The Federal and Trade Commission (“FTC”) announced today a settlement with Twitter, Inc. (“Twitter”) in which Twitter agreed to pay $150 million for its alleged misuse of user account security data, specifically email addresses and phone numbers, for advertising purposes. The government alleged that the misuse of account data was in violation of a 2011 FTC Order against Twitter, which prohibited the company from misrepresenting the extent to which it maintains and protects the security, privacy, confidentiality, or integrity of any nonpublic consumer information. The government alleged that the misuse of consumer data also violated the EU-US Privacy Shield, and the Swiss-U.S. Privacy Shield.

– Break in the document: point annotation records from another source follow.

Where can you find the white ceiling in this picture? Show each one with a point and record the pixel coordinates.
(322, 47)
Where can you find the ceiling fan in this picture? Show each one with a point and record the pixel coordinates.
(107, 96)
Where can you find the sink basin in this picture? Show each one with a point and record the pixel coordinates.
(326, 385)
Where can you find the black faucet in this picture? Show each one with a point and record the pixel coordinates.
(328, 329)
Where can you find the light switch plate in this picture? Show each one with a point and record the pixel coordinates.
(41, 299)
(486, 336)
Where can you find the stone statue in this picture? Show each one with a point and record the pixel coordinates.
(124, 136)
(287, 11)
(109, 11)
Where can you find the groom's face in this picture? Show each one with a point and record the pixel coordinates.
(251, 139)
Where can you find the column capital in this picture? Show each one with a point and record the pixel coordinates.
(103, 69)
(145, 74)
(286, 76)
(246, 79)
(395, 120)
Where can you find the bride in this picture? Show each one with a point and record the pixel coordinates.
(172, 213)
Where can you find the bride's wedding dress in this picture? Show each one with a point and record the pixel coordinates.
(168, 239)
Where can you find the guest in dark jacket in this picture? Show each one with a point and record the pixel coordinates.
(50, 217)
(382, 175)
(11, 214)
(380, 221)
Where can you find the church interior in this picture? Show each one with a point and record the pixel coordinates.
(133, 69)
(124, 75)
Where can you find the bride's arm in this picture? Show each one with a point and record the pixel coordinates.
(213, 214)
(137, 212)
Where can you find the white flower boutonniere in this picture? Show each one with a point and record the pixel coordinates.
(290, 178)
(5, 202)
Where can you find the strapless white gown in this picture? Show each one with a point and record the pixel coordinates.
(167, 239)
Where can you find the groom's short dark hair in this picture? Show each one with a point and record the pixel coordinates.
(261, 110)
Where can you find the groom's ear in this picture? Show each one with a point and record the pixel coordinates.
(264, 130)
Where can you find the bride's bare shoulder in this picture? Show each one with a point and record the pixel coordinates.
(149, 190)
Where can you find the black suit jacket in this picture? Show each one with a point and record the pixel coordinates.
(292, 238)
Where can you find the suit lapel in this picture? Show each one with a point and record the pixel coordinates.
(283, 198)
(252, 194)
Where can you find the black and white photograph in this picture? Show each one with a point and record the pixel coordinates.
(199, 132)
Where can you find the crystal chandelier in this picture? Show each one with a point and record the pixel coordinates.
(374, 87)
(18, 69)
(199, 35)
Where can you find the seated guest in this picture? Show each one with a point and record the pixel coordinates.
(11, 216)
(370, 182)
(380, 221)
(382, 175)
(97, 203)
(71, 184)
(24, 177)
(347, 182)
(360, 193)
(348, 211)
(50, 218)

In addition to the paying a $150 million fine, the government announced that Twitter has agreed to the following:
- Twitter will not profit from deceptively collected data;
- Users will have other options to multi-factor authentication such as apps or security keys that do not require the provision of phone numbers;
- Notify all users that Twitter misused the phone numbers and emails collected for targeted advertising and to provide users with information about Twitter’s privacy and security controls;
- Implement and maintain a comprehensive privacy and information security program which requires an assessment of the potential privacy and security requirements of new products;
- Limit employee access to users’ personal data; and
- Notify the FTC if it experiences a data breach.
With this enforcement action against Twitter, the FTC is clearly making a statement to companies in the business of collecting consumer data that they need to truthfully disclose the purposes for which data used for advertising purposes is collected, and that failure to disclose this information will have potential federal regulatory consequences. Digital health companies should take note of this particular enforcement action, and ensure that they avoid engaging in the same practices that were the subject of this enforcement action.